# First Order Local Uncertainty Analysis for Chemical Reaction Systems

This ipython notebook performs first order local uncertainty analysis for a chemical reaction system
using a RMG-generated model.  

In [None]:
from rmgpy.tools.uncertainty import Uncertainty
from rmgpy.tools.canteraModel import getRMGSpeciesFromUserSpecies
from rmgpy.species import Species
from IPython.display import display, Image
import os

In [None]:
# Define the CHEMKIN and Dictionary file paths.  This is a reduced phenyldodecane (PDD) model.
chemkinFile = 'uncertainty/chem_annotated.inp' # Must use annotated file
dictFile = 'uncertainty/species_dictionary.txt'

# Alternatively, unhighlight the following lines and comment out the lines above to use the minimal model,
# which will not take as long to process
# Make sure to also uncomment the specified lines two code blocks down which are related

# chemkinFile = 'data/minimal_model/chem_annotated.inp'
# dictFile = 'data/minimal_model/species_dictionary.txt'

Initialize the `Uncertainty` class object with the model.

In [None]:
uncertainty = Uncertainty(outputDirectory='uncertainty')
uncertainty.loadModel(chemkinFile, dictFile)

We can now perform stand-alone sensitivity analysis.

In [None]:
# Map the species to the objects within the Uncertainty class

PDD = Species().fromSMILES("CCCCCCCCCCCCc1ccccc1")
C11ene=Species().fromSMILES("CCCCCCCCCC=C")
ETHBENZ=Species().fromSMILES("CCc1ccccc1")
mapping = getRMGSpeciesFromUserSpecies([PDD,C11ene,ETHBENZ], uncertainty.speciesList)

initialMoleFractions = {mapping[PDD]: 1.0}
T = (623,'K')
P = (350,'bar')
terminationTime = (72, 'h')
sensitiveSpecies=[mapping[PDD], mapping[C11ene]]


# If you used the minimal model, uncomment the following lines and comment out the lines above 

# ethane = Species().fromSMILES('CC')
# C2H4 = Species().fromSMILES('C=C')
# Ar = Species().fromSMILES('[Ar]')
# mapping = getRMGSpeciesFromUserSpecies([ethane, C2H4, Ar], uncertainty.speciesList)

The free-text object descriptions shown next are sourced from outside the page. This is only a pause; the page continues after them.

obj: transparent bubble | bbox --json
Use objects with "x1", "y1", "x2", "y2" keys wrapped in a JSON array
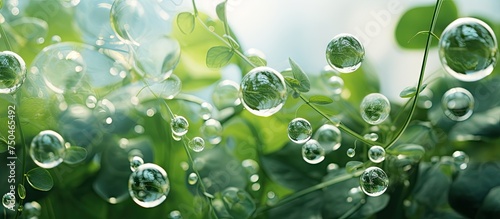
[
  {"x1": 266, "y1": 191, "x2": 279, "y2": 206},
  {"x1": 171, "y1": 115, "x2": 189, "y2": 136},
  {"x1": 360, "y1": 93, "x2": 391, "y2": 125},
  {"x1": 242, "y1": 159, "x2": 259, "y2": 175},
  {"x1": 452, "y1": 151, "x2": 469, "y2": 170},
  {"x1": 200, "y1": 119, "x2": 223, "y2": 145},
  {"x1": 326, "y1": 76, "x2": 344, "y2": 95},
  {"x1": 320, "y1": 65, "x2": 340, "y2": 81},
  {"x1": 30, "y1": 130, "x2": 66, "y2": 169},
  {"x1": 287, "y1": 118, "x2": 313, "y2": 144},
  {"x1": 212, "y1": 80, "x2": 241, "y2": 110},
  {"x1": 188, "y1": 137, "x2": 205, "y2": 152},
  {"x1": 240, "y1": 67, "x2": 287, "y2": 117},
  {"x1": 359, "y1": 167, "x2": 389, "y2": 197},
  {"x1": 326, "y1": 33, "x2": 365, "y2": 73},
  {"x1": 168, "y1": 210, "x2": 183, "y2": 219},
  {"x1": 129, "y1": 156, "x2": 144, "y2": 172},
  {"x1": 363, "y1": 133, "x2": 379, "y2": 142},
  {"x1": 23, "y1": 201, "x2": 41, "y2": 219},
  {"x1": 146, "y1": 74, "x2": 182, "y2": 99},
  {"x1": 347, "y1": 148, "x2": 355, "y2": 158},
  {"x1": 250, "y1": 174, "x2": 260, "y2": 183},
  {"x1": 2, "y1": 193, "x2": 15, "y2": 209},
  {"x1": 199, "y1": 102, "x2": 213, "y2": 120},
  {"x1": 0, "y1": 51, "x2": 26, "y2": 94},
  {"x1": 85, "y1": 95, "x2": 98, "y2": 109},
  {"x1": 133, "y1": 36, "x2": 180, "y2": 82},
  {"x1": 188, "y1": 172, "x2": 198, "y2": 185},
  {"x1": 110, "y1": 0, "x2": 176, "y2": 44},
  {"x1": 368, "y1": 145, "x2": 386, "y2": 163},
  {"x1": 128, "y1": 163, "x2": 170, "y2": 208},
  {"x1": 441, "y1": 87, "x2": 474, "y2": 121},
  {"x1": 313, "y1": 124, "x2": 341, "y2": 151},
  {"x1": 439, "y1": 17, "x2": 498, "y2": 82},
  {"x1": 302, "y1": 139, "x2": 325, "y2": 164}
]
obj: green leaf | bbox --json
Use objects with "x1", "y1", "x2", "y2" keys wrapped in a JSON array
[
  {"x1": 284, "y1": 76, "x2": 301, "y2": 88},
  {"x1": 399, "y1": 84, "x2": 428, "y2": 98},
  {"x1": 309, "y1": 95, "x2": 334, "y2": 105},
  {"x1": 386, "y1": 144, "x2": 425, "y2": 159},
  {"x1": 63, "y1": 146, "x2": 88, "y2": 165},
  {"x1": 18, "y1": 184, "x2": 26, "y2": 199},
  {"x1": 0, "y1": 136, "x2": 7, "y2": 153},
  {"x1": 288, "y1": 58, "x2": 311, "y2": 92},
  {"x1": 394, "y1": 122, "x2": 438, "y2": 150},
  {"x1": 26, "y1": 167, "x2": 54, "y2": 191},
  {"x1": 247, "y1": 55, "x2": 267, "y2": 67},
  {"x1": 477, "y1": 186, "x2": 500, "y2": 218},
  {"x1": 176, "y1": 12, "x2": 196, "y2": 35},
  {"x1": 346, "y1": 161, "x2": 363, "y2": 173},
  {"x1": 216, "y1": 2, "x2": 226, "y2": 22},
  {"x1": 206, "y1": 46, "x2": 234, "y2": 68}
]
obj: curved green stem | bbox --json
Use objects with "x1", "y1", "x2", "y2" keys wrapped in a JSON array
[{"x1": 13, "y1": 95, "x2": 27, "y2": 218}]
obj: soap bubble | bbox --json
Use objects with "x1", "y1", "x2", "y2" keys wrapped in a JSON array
[
  {"x1": 188, "y1": 137, "x2": 205, "y2": 152},
  {"x1": 313, "y1": 124, "x2": 342, "y2": 151},
  {"x1": 326, "y1": 33, "x2": 365, "y2": 73},
  {"x1": 441, "y1": 87, "x2": 474, "y2": 121},
  {"x1": 2, "y1": 193, "x2": 15, "y2": 209},
  {"x1": 359, "y1": 167, "x2": 389, "y2": 197},
  {"x1": 326, "y1": 76, "x2": 344, "y2": 95},
  {"x1": 360, "y1": 93, "x2": 391, "y2": 125},
  {"x1": 452, "y1": 151, "x2": 469, "y2": 170},
  {"x1": 0, "y1": 51, "x2": 27, "y2": 94},
  {"x1": 212, "y1": 80, "x2": 241, "y2": 110},
  {"x1": 30, "y1": 130, "x2": 66, "y2": 169},
  {"x1": 368, "y1": 145, "x2": 386, "y2": 163},
  {"x1": 128, "y1": 163, "x2": 170, "y2": 208},
  {"x1": 240, "y1": 67, "x2": 287, "y2": 117},
  {"x1": 302, "y1": 139, "x2": 325, "y2": 164},
  {"x1": 132, "y1": 36, "x2": 180, "y2": 82},
  {"x1": 171, "y1": 115, "x2": 189, "y2": 136},
  {"x1": 200, "y1": 119, "x2": 223, "y2": 145},
  {"x1": 288, "y1": 118, "x2": 313, "y2": 144},
  {"x1": 439, "y1": 17, "x2": 498, "y2": 82}
]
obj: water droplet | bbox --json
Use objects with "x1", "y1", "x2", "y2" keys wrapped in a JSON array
[
  {"x1": 0, "y1": 51, "x2": 27, "y2": 94},
  {"x1": 452, "y1": 151, "x2": 469, "y2": 170},
  {"x1": 288, "y1": 118, "x2": 312, "y2": 144},
  {"x1": 251, "y1": 183, "x2": 261, "y2": 191},
  {"x1": 360, "y1": 93, "x2": 391, "y2": 125},
  {"x1": 30, "y1": 130, "x2": 66, "y2": 169},
  {"x1": 240, "y1": 67, "x2": 287, "y2": 117},
  {"x1": 313, "y1": 124, "x2": 342, "y2": 151},
  {"x1": 200, "y1": 119, "x2": 223, "y2": 145},
  {"x1": 439, "y1": 17, "x2": 498, "y2": 82},
  {"x1": 133, "y1": 36, "x2": 180, "y2": 82},
  {"x1": 359, "y1": 167, "x2": 389, "y2": 197},
  {"x1": 2, "y1": 193, "x2": 15, "y2": 209},
  {"x1": 188, "y1": 137, "x2": 205, "y2": 152},
  {"x1": 168, "y1": 210, "x2": 183, "y2": 219},
  {"x1": 23, "y1": 201, "x2": 42, "y2": 218},
  {"x1": 368, "y1": 145, "x2": 386, "y2": 163},
  {"x1": 212, "y1": 80, "x2": 241, "y2": 110},
  {"x1": 128, "y1": 163, "x2": 170, "y2": 208},
  {"x1": 347, "y1": 148, "x2": 355, "y2": 158},
  {"x1": 326, "y1": 76, "x2": 344, "y2": 95},
  {"x1": 242, "y1": 159, "x2": 259, "y2": 174},
  {"x1": 302, "y1": 139, "x2": 325, "y2": 164},
  {"x1": 180, "y1": 161, "x2": 189, "y2": 171},
  {"x1": 188, "y1": 172, "x2": 198, "y2": 185},
  {"x1": 171, "y1": 115, "x2": 189, "y2": 136},
  {"x1": 327, "y1": 163, "x2": 339, "y2": 171},
  {"x1": 363, "y1": 133, "x2": 379, "y2": 141},
  {"x1": 326, "y1": 33, "x2": 365, "y2": 73},
  {"x1": 51, "y1": 35, "x2": 62, "y2": 43},
  {"x1": 249, "y1": 174, "x2": 260, "y2": 183},
  {"x1": 86, "y1": 95, "x2": 97, "y2": 108},
  {"x1": 266, "y1": 191, "x2": 279, "y2": 206},
  {"x1": 129, "y1": 156, "x2": 144, "y2": 172},
  {"x1": 441, "y1": 87, "x2": 474, "y2": 121},
  {"x1": 199, "y1": 102, "x2": 213, "y2": 120}
]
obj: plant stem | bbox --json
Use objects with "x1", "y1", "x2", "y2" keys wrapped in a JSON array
[
  {"x1": 13, "y1": 95, "x2": 28, "y2": 219},
  {"x1": 386, "y1": 0, "x2": 443, "y2": 150}
]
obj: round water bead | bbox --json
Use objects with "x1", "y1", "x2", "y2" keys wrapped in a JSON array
[
  {"x1": 326, "y1": 76, "x2": 344, "y2": 95},
  {"x1": 288, "y1": 118, "x2": 313, "y2": 144},
  {"x1": 240, "y1": 67, "x2": 287, "y2": 117},
  {"x1": 188, "y1": 137, "x2": 205, "y2": 152},
  {"x1": 302, "y1": 139, "x2": 325, "y2": 164},
  {"x1": 242, "y1": 159, "x2": 259, "y2": 175},
  {"x1": 360, "y1": 93, "x2": 391, "y2": 125},
  {"x1": 128, "y1": 163, "x2": 170, "y2": 208},
  {"x1": 368, "y1": 145, "x2": 386, "y2": 163},
  {"x1": 452, "y1": 151, "x2": 469, "y2": 170},
  {"x1": 439, "y1": 17, "x2": 498, "y2": 82},
  {"x1": 171, "y1": 115, "x2": 189, "y2": 136},
  {"x1": 441, "y1": 87, "x2": 474, "y2": 121},
  {"x1": 363, "y1": 133, "x2": 379, "y2": 142},
  {"x1": 168, "y1": 210, "x2": 183, "y2": 219},
  {"x1": 0, "y1": 51, "x2": 27, "y2": 94},
  {"x1": 23, "y1": 201, "x2": 42, "y2": 218},
  {"x1": 199, "y1": 102, "x2": 214, "y2": 120},
  {"x1": 347, "y1": 148, "x2": 356, "y2": 158},
  {"x1": 200, "y1": 119, "x2": 223, "y2": 145},
  {"x1": 212, "y1": 80, "x2": 241, "y2": 110},
  {"x1": 132, "y1": 36, "x2": 180, "y2": 82},
  {"x1": 30, "y1": 130, "x2": 66, "y2": 169},
  {"x1": 314, "y1": 124, "x2": 342, "y2": 151},
  {"x1": 359, "y1": 167, "x2": 389, "y2": 197},
  {"x1": 187, "y1": 172, "x2": 198, "y2": 185},
  {"x1": 326, "y1": 33, "x2": 365, "y2": 73},
  {"x1": 129, "y1": 156, "x2": 144, "y2": 172},
  {"x1": 2, "y1": 193, "x2": 15, "y2": 209}
]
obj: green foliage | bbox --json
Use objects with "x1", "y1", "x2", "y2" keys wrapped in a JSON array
[
  {"x1": 63, "y1": 146, "x2": 88, "y2": 165},
  {"x1": 206, "y1": 46, "x2": 234, "y2": 68},
  {"x1": 288, "y1": 58, "x2": 311, "y2": 92},
  {"x1": 26, "y1": 167, "x2": 54, "y2": 191},
  {"x1": 308, "y1": 95, "x2": 333, "y2": 105},
  {"x1": 177, "y1": 12, "x2": 196, "y2": 34}
]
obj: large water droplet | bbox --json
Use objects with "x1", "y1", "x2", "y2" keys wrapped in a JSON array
[
  {"x1": 187, "y1": 172, "x2": 198, "y2": 185},
  {"x1": 188, "y1": 137, "x2": 205, "y2": 152},
  {"x1": 0, "y1": 51, "x2": 26, "y2": 94},
  {"x1": 359, "y1": 167, "x2": 389, "y2": 197},
  {"x1": 313, "y1": 124, "x2": 341, "y2": 151},
  {"x1": 133, "y1": 36, "x2": 180, "y2": 82},
  {"x1": 368, "y1": 145, "x2": 386, "y2": 163},
  {"x1": 360, "y1": 93, "x2": 391, "y2": 125},
  {"x1": 200, "y1": 119, "x2": 223, "y2": 145},
  {"x1": 171, "y1": 115, "x2": 189, "y2": 136},
  {"x1": 29, "y1": 130, "x2": 66, "y2": 169},
  {"x1": 441, "y1": 87, "x2": 474, "y2": 121},
  {"x1": 23, "y1": 201, "x2": 42, "y2": 218},
  {"x1": 452, "y1": 151, "x2": 469, "y2": 170},
  {"x1": 212, "y1": 80, "x2": 241, "y2": 110},
  {"x1": 2, "y1": 193, "x2": 15, "y2": 209},
  {"x1": 128, "y1": 163, "x2": 170, "y2": 208},
  {"x1": 302, "y1": 139, "x2": 325, "y2": 164},
  {"x1": 326, "y1": 33, "x2": 365, "y2": 73},
  {"x1": 288, "y1": 118, "x2": 312, "y2": 144},
  {"x1": 439, "y1": 17, "x2": 498, "y2": 82},
  {"x1": 240, "y1": 67, "x2": 287, "y2": 117}
]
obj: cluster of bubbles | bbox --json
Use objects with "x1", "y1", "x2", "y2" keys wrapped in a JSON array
[
  {"x1": 0, "y1": 51, "x2": 27, "y2": 94},
  {"x1": 128, "y1": 162, "x2": 171, "y2": 208}
]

# # Define the reaction conditions
# initialMoleFractions = {mapping[ethane]: 1.0, mapping[Ar]:50.0}
# T = (1300,'K')
# P = (1,'atm')
# terminationTime = (5e-4, 's')
# sensitiveSpecies=[mapping[ethane], mapping[C2H4]]

# Perform the sensitivity analysis
uncertainty.sensitivityAnalysis(initialMoleFractions, sensitiveSpecies, T, P, terminationTime, number=5, fileformat='.png')

In [None]:
# Show the sensitivity plots
for species in sensitiveSpecies:
    print '{}: Reaction Sensitivities'.format(species)
    index = species.index
    display(Image(filename=os.path.join(uncertainty.outputDirectory,'solver','sensitivity_1_SPC_{}_reactions.png'.format(index))))
    
    print '{}: Thermo Sensitivities'.format(species)
    display(Image(filename=os.path.join(uncertainty.outputDirectory,'solver','sensitivity_1_SPC_{}_thermo.png'.format(index))))

If we want to run local uncertainty analysis, we must assign all the uncertainties using the `Uncertainty` class' `assignParameterUncertainties` function. `ThermoParameterUncertainty` and `KineticParameterUncertainty` classes may be customized and passed into this function if non-default constants for constructing the uncertainties are desired. This must be done after the parameter sources are properly extracted from the model.

## Thermo Uncertainty

Each species is assigned a uniform uncertainty distribution in free energy:

$G \in [G_{min},G_{max}]$

$dG = (G_{max} - G_{min})/2$

Several parameters are used to formulate $dG$.  These are $dG_{library}$, $dG_{QM}$, $dG_{GAV}$, and $dG_{group}$.
        
$dG =  \delta_{library} dG_{library} + \delta_{QM} dG_{QM} +
\delta_{GAV} dG_{GAV} +
\sum_{group} w_{group} dG_{group}$

where $\delta$ is a dirac delta function which equals one if the species thermochemistry parameter contains the particular source type and $w_{group}$ is the weight of the thermo group used to construct the  species thermochemistry in the group additivity method.

## Kinetics Uncertainty

Each reaction is assigned a uniform uncertainty distribution in the overall ln(k), or ln(A):

$d \ln (k) \in [\ln(k_{min}),\ln(k_{max})]$

$d\ln(k) = [\ln(k_{max})-\ln(k_{min})]/2$

The parameters used to formulate $d \ln(k)$ are $d\ln(k_{library})$, $d\ln(k_{training})$, $d\ln(k_{pdep})$, $d\ln(k_{family})$, $d\ln(k_{non-exact})$, and $d\ln(k_{rule})$.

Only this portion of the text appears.